The number of U.S. workers filing new claims for jobless benefits rose last week, Labor Department data showed on Thursday, largely pushed up by auto plant shutdowns related to Chrysler's bankruptcy.

Initial claims for state unemployment insurance benefits increased by 32,000 to a seasonally adjusted 637,000 in the week ended May 9, the latest setback to hopes that the 17-month-long U.S. recession was nearing an end.

Even more troubling, the number of people staying on the benefit rolls after collecting an initial week of aid touched a record high for the 15th straight week early this month.

Weekly jobless claims, which are being watched closely for signs as to when the recession might bottom, reversed an easing trend of the previous two weeks.

A Labor Department official said a good part of the increase is due to automotive states and claims, referring to the woes of companies in the ailing auto sector.

The economy is probably declining at a slower rate, but it's not reached a turning point, said Steven Ricchiuto, chief economist at Mizuho Securities in New York. He said rising unemployment would likely lengthen the downturn.

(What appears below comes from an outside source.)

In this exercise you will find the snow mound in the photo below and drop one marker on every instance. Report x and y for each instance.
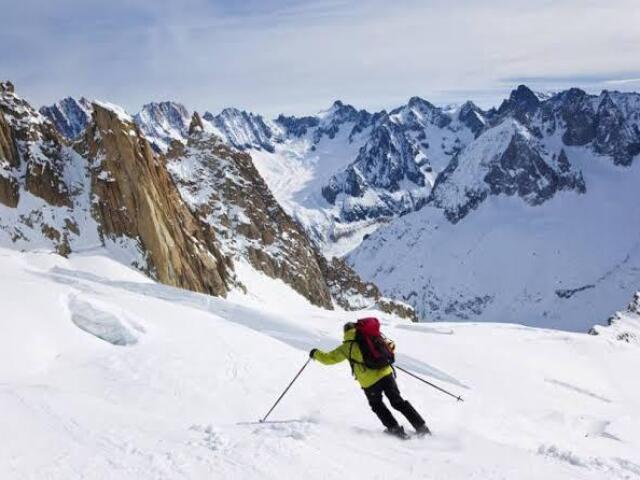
(101, 324)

U.S. stocks shrugged off the disappointing data as investors snapped up technology and financial shares after a recent sell-off. The Dow Jones industrial average ended up 46.43 points at 8,331.32, while the Standard & Poor's 500 Index gained 9.15 points to 893.07.

But the news drove a bid for U.S. government debt, pushing benchmark yields, which move inversely to prices, to two-week lows.


Chrysler began shutting its 30 manufacturing plants on May 1, a day after filing for bankruptcy.

On Thursday Chrysler informed U.S. dealers it planned to cut 25 percent of its retail showrooms and was seeking approval to terminate franchise agreements with 789 of 3,181 dealerships from June 9.

With General Motors' future still to be resolved, analysts said claims for jobless aid could rise even further.

We're going to see more filings from the auto sector. It's not just the manufacturers, it will go down to the supply chain, and we still have to deal with GM, said Ricchiuto.

An easing of initial claims in the prior two weeks had suggested the pace of job losses was slowing. In addition, the government said last week that nonfarm payrolls dropped 539,000 in April, the smallest decline for any month since October.

The jobless claims data came on the heels of a report on Wednesday that showed U.S. retail sales fell 0.4 percent last month, tempering hopes the downturn would soon end.

On Thursday, Wal-Mart Stores Inc reported flat profits in the quarter to April 30 as it managed to attract shoppers with low prices.


Highlighting the severity of the labor market crisis, the Labor Department said the number of people staying on the benefit rolls after collecting an initial week of aid jumped 202,000 to a record 6.56 million in the week ended May 2.

That was the largest weekly increase since late November and the 15th straight week that continued claims touched a record high. Continued claims have more than doubled from a reading of about 3.10 million in May 2008.

The insured unemployment rate, which measures the percentage of the insured labor force who are jobless, climbed to 4.9 percent -- the highest since December 1982 -- from 4.8 percent the previous week.

Analysts said this indicated the overall unemployment rate would keep rising from the 8.9 percent reported for April.

This report suggests that the small moderation in the severe pace of job loss recorded in April probably did not mark the beginning of any sort of major improving trend, said David Greenlaw, chief economist at Morgan Stanley in New York.


In another report, the Labor Department said prices received by U.S. producers rose at a brisk pace in April, driven by a surge in food costs. The Producer Price Index climbed 0.3 percent after declining 1.2 percent in March.

Food prices rose 1.5 percent in April, the biggest increase since January 2008, driven by a record jump in the cost of eggs, along with soaring prices for vegetables and meat.

Analysts said the jump in the headline figure was likely a blip and predicted negative readings in the near term.

The pressure on almost every business, in terms of goods, is to push prices down, said Bill Cheney, chief economist at John Hancock Financial Services in Boston.

Excluding food, the headline PPI would have increased 0.1 percent. However, compared to the same period last year, prices received by producers tumbled 3.7 percent, the biggest decline since January 1950.